Hi, it’s Harry Silhouetteof-Wolfhowlingonthehill. Yesterday I discussed a video showing a wolf in the house, and how an experiment showed it could not be trained like a dog. Although dogs and wolves are 99.8% genetically similar, nurturing pups from five days old did not work. The wolves acted wild by eight weeks old, and did not take notice of commands like the dog pups they were compared to.

How Wolves Became Dogs

While wolves could not be nurtured from young, a Siberian experiment may explain how wolves turned into dogs over many generations. Silver foxes were selected for their tameness – showing no fear or aggression towards humans. Only 1% of the candidates were chosen. They were then bred together.

Within three generations over fifty years, the ‘tame’ bred foxes were affectionate towards humans. They were described as perfect pets: independent as cats, devoted as dogs.

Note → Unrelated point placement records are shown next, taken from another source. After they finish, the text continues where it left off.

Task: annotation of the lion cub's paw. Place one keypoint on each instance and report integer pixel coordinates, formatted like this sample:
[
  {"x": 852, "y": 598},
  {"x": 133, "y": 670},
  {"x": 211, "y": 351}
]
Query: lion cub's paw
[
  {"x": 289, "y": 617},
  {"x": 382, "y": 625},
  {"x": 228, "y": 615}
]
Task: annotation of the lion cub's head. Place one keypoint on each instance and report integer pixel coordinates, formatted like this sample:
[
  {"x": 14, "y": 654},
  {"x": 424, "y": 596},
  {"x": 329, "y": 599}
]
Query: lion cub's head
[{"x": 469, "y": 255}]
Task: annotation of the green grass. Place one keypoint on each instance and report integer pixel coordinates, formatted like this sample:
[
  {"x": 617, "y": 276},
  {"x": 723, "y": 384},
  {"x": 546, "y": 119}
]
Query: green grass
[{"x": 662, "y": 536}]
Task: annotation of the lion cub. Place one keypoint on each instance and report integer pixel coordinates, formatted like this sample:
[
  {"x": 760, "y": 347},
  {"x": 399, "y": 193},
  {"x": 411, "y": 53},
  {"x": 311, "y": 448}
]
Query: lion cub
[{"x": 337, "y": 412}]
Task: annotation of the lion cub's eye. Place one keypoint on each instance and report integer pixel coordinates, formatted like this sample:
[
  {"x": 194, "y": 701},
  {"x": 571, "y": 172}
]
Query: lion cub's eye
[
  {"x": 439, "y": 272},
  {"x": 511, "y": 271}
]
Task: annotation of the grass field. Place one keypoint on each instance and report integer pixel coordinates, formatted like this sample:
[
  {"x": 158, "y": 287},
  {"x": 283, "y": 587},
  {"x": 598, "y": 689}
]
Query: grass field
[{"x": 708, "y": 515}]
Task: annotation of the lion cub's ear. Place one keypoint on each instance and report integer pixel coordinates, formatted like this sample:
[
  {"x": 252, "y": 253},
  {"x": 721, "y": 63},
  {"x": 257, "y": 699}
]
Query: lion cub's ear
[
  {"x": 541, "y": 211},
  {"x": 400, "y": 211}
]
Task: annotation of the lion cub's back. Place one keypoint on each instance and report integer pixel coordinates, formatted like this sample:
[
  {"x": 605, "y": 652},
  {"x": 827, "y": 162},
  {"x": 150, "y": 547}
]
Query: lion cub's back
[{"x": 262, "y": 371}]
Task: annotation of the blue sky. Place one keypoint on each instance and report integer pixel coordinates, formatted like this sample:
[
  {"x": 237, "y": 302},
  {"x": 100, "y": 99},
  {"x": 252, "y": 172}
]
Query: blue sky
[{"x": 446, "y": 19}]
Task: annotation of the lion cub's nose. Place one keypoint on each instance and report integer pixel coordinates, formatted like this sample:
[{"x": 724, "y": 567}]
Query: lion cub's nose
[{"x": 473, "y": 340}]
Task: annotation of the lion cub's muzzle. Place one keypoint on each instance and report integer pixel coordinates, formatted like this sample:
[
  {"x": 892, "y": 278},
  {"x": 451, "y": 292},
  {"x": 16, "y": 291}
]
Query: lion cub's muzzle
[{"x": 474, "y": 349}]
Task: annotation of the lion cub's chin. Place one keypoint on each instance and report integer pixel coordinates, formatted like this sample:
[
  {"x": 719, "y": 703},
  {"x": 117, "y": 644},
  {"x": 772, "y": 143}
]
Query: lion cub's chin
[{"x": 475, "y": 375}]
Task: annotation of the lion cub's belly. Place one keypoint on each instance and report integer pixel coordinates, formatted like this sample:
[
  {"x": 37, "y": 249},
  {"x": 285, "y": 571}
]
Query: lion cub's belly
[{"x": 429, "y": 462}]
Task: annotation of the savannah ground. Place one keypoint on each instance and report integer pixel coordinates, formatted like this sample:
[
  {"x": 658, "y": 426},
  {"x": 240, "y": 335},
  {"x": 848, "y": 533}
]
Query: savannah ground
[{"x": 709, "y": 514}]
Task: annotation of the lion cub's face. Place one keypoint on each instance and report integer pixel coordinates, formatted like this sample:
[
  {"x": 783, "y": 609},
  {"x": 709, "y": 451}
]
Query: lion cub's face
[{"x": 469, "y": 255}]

Not only was their behaviour ideal, but their physical appearance also changed to appeal to humans. Their tails became curly, their floppy ears lasted longer when young, their limbs and tails became shorter than their wild counterparts. Basically, they came to look more like dogs. An example of evolution working over a short period of time?

Main Point of the last Two Blogs

While the BBC’s Horizon: Secret Life of Dogs documentary provides a lot of fascinating information, the main point of bringing it into the Greenygrey world was to show that wolves are not the demons of fairy tales. They are just dogs that have not been domesticated.